Liam sat up, rubbing his eyes. “Is that man coming too? The one who looked like us?”
Lena froze, swallowing hard. “Yes. He’s… going to help.”
She avoided every truth that mattered. There were too many truths and too little time.
She helped them dress hurriedly, then grabbed coats, backpacks, a tablet, snacks — anything that would comfort them in the unknown hours ahead.
Downstairs, Damian stood with his back to the door, shoulders squared, voice clipped as he talked to his head of security.

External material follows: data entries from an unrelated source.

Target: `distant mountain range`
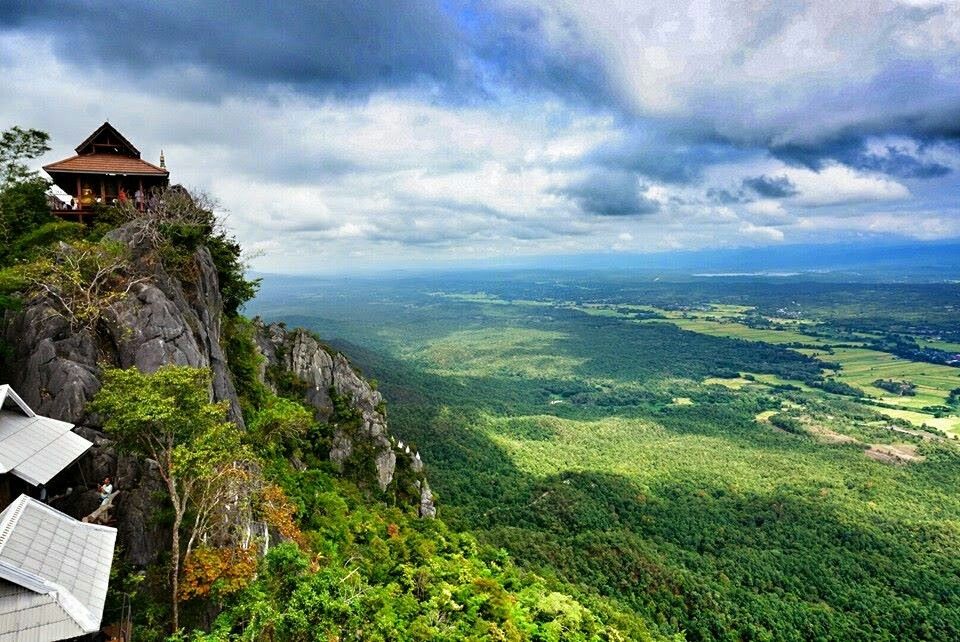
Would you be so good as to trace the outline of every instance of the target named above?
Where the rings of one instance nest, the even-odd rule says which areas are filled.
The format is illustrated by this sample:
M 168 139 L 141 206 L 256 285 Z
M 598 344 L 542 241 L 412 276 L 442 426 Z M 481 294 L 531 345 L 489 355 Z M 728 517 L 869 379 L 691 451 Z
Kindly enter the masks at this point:
M 856 281 L 960 280 L 960 242 L 783 245 L 648 254 L 605 253 L 494 258 L 438 263 L 433 267 L 394 269 L 390 270 L 390 274 L 414 276 L 436 272 L 531 269 L 629 270 L 662 274 L 665 277 L 803 276 Z M 365 269 L 351 273 L 370 275 L 376 272 L 375 269 Z M 325 276 L 330 276 L 330 273 L 325 273 Z

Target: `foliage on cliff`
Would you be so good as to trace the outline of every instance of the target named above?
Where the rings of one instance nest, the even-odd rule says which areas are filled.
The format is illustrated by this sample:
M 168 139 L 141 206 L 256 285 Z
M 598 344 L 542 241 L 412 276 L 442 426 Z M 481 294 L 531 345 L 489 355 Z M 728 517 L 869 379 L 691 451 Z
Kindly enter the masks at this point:
M 639 618 L 557 593 L 441 520 L 371 503 L 329 472 L 274 465 L 309 546 L 274 548 L 198 642 L 651 639 Z
M 273 549 L 249 586 L 216 596 L 224 610 L 195 640 L 652 639 L 641 618 L 558 593 L 503 551 L 338 473 L 331 424 L 356 411 L 333 395 L 329 423 L 313 419 L 303 386 L 271 377 L 273 392 L 257 375 L 264 363 L 250 322 L 228 327 L 247 439 L 302 537 Z

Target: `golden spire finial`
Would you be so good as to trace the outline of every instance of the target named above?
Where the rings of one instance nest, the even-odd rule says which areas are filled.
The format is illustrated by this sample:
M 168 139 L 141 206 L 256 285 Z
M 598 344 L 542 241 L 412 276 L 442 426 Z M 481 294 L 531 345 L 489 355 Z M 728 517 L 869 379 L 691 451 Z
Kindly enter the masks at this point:
M 163 150 L 160 150 L 160 169 L 167 169 L 167 161 L 163 158 Z

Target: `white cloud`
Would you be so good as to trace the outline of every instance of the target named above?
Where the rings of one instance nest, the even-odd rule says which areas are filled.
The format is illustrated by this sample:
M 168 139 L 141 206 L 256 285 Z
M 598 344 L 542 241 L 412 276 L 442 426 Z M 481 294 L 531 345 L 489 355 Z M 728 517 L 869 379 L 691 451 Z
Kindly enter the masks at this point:
M 709 50 L 705 34 L 714 27 L 719 35 L 740 31 L 726 25 L 720 14 L 668 9 L 664 11 L 673 17 L 659 20 L 650 44 L 661 50 L 631 63 L 624 73 L 646 73 L 649 67 L 653 75 L 647 80 L 662 78 L 663 86 L 647 87 L 642 78 L 633 79 L 639 83 L 638 104 L 649 101 L 651 109 L 683 111 L 690 108 L 690 87 L 710 73 L 711 65 L 720 64 L 718 82 L 727 82 L 724 65 L 729 60 L 715 63 L 707 53 L 697 53 Z M 590 13 L 593 9 L 582 11 L 600 20 Z M 625 24 L 646 33 L 635 22 Z M 663 63 L 673 61 L 673 48 L 680 45 L 671 38 L 682 41 L 681 33 L 692 39 L 695 55 L 680 60 L 678 70 Z M 609 37 L 615 41 L 620 36 Z M 728 49 L 721 43 L 722 55 L 732 55 Z M 746 55 L 753 56 L 751 52 Z M 706 70 L 698 68 L 700 62 Z M 10 35 L 0 35 L 0 74 L 5 78 L 0 125 L 50 131 L 54 151 L 43 162 L 72 153 L 73 145 L 110 119 L 145 158 L 155 160 L 163 148 L 175 181 L 218 197 L 239 240 L 261 253 L 255 261 L 261 270 L 317 271 L 611 248 L 729 247 L 818 240 L 823 230 L 918 238 L 960 235 L 960 213 L 953 209 L 938 213 L 930 207 L 914 216 L 895 211 L 926 207 L 911 193 L 924 189 L 915 182 L 908 190 L 883 175 L 840 164 L 816 172 L 760 151 L 745 153 L 741 162 L 708 164 L 702 184 L 651 182 L 637 170 L 642 196 L 658 203 L 660 211 L 643 217 L 586 215 L 557 188 L 593 173 L 599 163 L 593 150 L 621 140 L 628 126 L 602 109 L 541 95 L 451 105 L 403 91 L 335 99 L 275 88 L 263 95 L 195 102 L 125 87 L 95 68 L 75 69 L 62 63 L 49 43 Z M 654 131 L 656 123 L 650 127 Z M 884 138 L 869 149 L 888 153 L 891 141 L 924 161 L 960 164 L 956 150 L 943 144 L 921 149 L 910 147 L 909 139 Z M 735 193 L 744 178 L 763 174 L 787 176 L 798 194 L 722 205 L 704 196 L 711 186 Z M 937 201 L 945 198 L 944 192 L 953 193 L 932 191 L 932 196 L 919 196 Z M 877 213 L 878 203 L 891 211 Z
M 746 221 L 740 225 L 740 233 L 752 239 L 762 239 L 765 241 L 779 242 L 784 239 L 782 230 L 768 225 L 754 225 Z
M 783 204 L 774 200 L 761 200 L 747 203 L 744 209 L 752 214 L 756 221 L 768 224 L 786 223 L 791 220 L 790 214 Z
M 836 217 L 801 218 L 794 226 L 798 232 L 813 234 L 830 232 L 867 232 L 876 235 L 897 235 L 922 241 L 960 236 L 960 212 L 877 212 L 855 219 Z
M 891 114 L 946 113 L 960 95 L 956 2 L 929 11 L 895 0 L 513 3 L 568 25 L 552 45 L 596 51 L 612 93 L 635 113 L 694 117 L 742 141 L 817 142 Z M 902 91 L 916 77 L 896 71 L 904 62 L 939 84 Z M 876 82 L 891 72 L 899 76 Z
M 857 172 L 838 163 L 828 165 L 817 172 L 785 168 L 784 173 L 797 187 L 799 194 L 795 200 L 800 205 L 818 207 L 869 201 L 895 201 L 910 196 L 910 190 L 901 183 L 880 175 Z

“Three cars, not one. Switch formation every ten minutes. Blind spots, no direct routes. If we see tailing, break pattern—”
“Damian,” Lena whispered, descending the stairs, twins clinging to her hands. “We don’t need your dramatic James Bond tactics. We just need to leave.”
He turned, eyes scanning the kids instantly. The harshness melted — barely, fleetingly — replaced by something painfully soft.
“Hi,” he said quietly.
The twins stared up, wide-eyed, unsure, fascinated.
Leo pointed at him. “You again.”
Damian huffed a breathless laugh. “Yeah. Me again.”
And Lena’s heart twisted because she had never heard him laugh with children — let alone laugh with someone who shared his face.
She cleared her throat sharply. “We’re wasting time.”
He nodded once and offered a hand. “Let me carry one.”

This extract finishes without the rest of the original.